As to the second issue, his Honor instructed the jury that if they believed that the defendant had established by a pre*408ponderance of the evidence that he tendered or offered to deliver to the plaintiff the lumber in payment of the first note, after the 15th day of October, 1891, then they should answer the second issue, “ Yes;” otherwise, “ No.”

As to the’third issue, his Honor instructed the jury that if the defendant had satisfied the jury by a preponderance of the evidence that at the time he signed the note due October 15, 1892, he instructed the plaintiff’s agent to insert therein the word, “ $100 ” instead of “ $200,” that they should answer the third issue, “Yes;” otherwise, “No.” The Court.fully explained to the jury what was meant by a preponderance of the evidence, as used in his charge, and recapitulated all of the evidence before closing his charge.

There was no exception taken to the charge as given.

The jury returned their verdict in favor of the plaintiff, answering all of the issues, “ No.”

The defendant then asked the Court for a judgment non obstante veredicto. Motion refused, and defendant excepted.

Motion for a new trial. Motion refused. Defendant excepted, and appealed from the judgment for plaintiff.

The defendant, in his case oh appeal, assigned the following errors:

1. That his Honor erred in not submitting to the jury the issue tendered by the defendant.

2. That his Honor erred in the issues submitted.

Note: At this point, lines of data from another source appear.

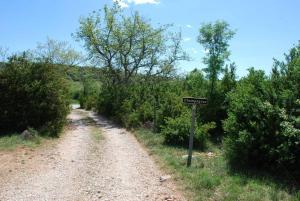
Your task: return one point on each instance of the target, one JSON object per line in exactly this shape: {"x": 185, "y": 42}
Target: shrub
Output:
{"x": 177, "y": 131}
{"x": 260, "y": 133}
{"x": 35, "y": 95}
{"x": 89, "y": 95}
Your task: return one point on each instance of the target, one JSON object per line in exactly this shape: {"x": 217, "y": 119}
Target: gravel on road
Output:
{"x": 79, "y": 168}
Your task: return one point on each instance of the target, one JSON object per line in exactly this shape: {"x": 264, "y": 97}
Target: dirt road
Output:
{"x": 80, "y": 166}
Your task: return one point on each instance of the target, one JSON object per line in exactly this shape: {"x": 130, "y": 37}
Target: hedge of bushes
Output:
{"x": 32, "y": 95}
{"x": 263, "y": 125}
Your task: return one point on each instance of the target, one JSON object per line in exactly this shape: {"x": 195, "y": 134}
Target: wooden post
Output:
{"x": 191, "y": 141}
{"x": 194, "y": 102}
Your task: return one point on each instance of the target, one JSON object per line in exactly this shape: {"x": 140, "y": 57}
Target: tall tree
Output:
{"x": 58, "y": 52}
{"x": 215, "y": 38}
{"x": 127, "y": 45}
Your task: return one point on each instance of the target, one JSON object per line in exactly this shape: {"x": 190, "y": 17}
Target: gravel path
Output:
{"x": 78, "y": 167}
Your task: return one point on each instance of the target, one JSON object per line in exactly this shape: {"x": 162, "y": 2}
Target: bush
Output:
{"x": 89, "y": 95}
{"x": 35, "y": 96}
{"x": 177, "y": 131}
{"x": 260, "y": 132}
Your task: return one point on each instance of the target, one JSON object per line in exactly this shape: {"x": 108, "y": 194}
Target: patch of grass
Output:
{"x": 209, "y": 178}
{"x": 97, "y": 135}
{"x": 14, "y": 141}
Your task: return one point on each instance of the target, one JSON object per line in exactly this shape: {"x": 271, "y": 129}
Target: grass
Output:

3. That his Honor erred in refusing to hold as a matter of law, and instruct the jury, that in no aspect of the case could the plaintiff recover, inasmuch as no tender of the certificate of stock had been alleged or proven by the plaintiff.

4. That his Honor erred in refusing to give Nos. 2, 4 and 5 of defendant’s prayers for instruction.

5. That his Honor erred in rendering judgment for the plaintiff, upon the issues found by the jury.

*409 Messrs. Walker & Gansler, for plaintiff.

Messrs. Maxwell & Keerans, for defendant (appellant).

CLARK, J.:

The first and second exceptions for failure to submit the issue requested, and for issues actually submitted, come too late after verdict. The Code, § 412 (2); Phifer v. Alexander, 97 N. C., 335; Taylor v. Plummer, 105 N. C., 56; Lowe v. Elliott, 107 N. C., 718. The issues are, however, in fact sufficient under the rule approved in Humphrey v. Church, 109 N. C., 132. The “general denial” cured any failure to allege tender of the certificate, as the only reason for requiring a tender before action brought is to throw the costs of an unnecessary action upon the plaintiff. Waddell v. Swann, 91 N. C., 108; Moore v. Garner, 101 N. C., 374. Besides, this is not a purchase from another, but from the company itself, and in effect a subscription to its capital stock. The prayers for instruction, so far as correct and relevant to the case, were given. There was no ground for the motion for judgment non obstante veredicto, which is only granted when the answer confesses a cause of action, and the matter relied on in avoidance is insufficient. Walker v. Scott, 106 N. C., 56. No Error.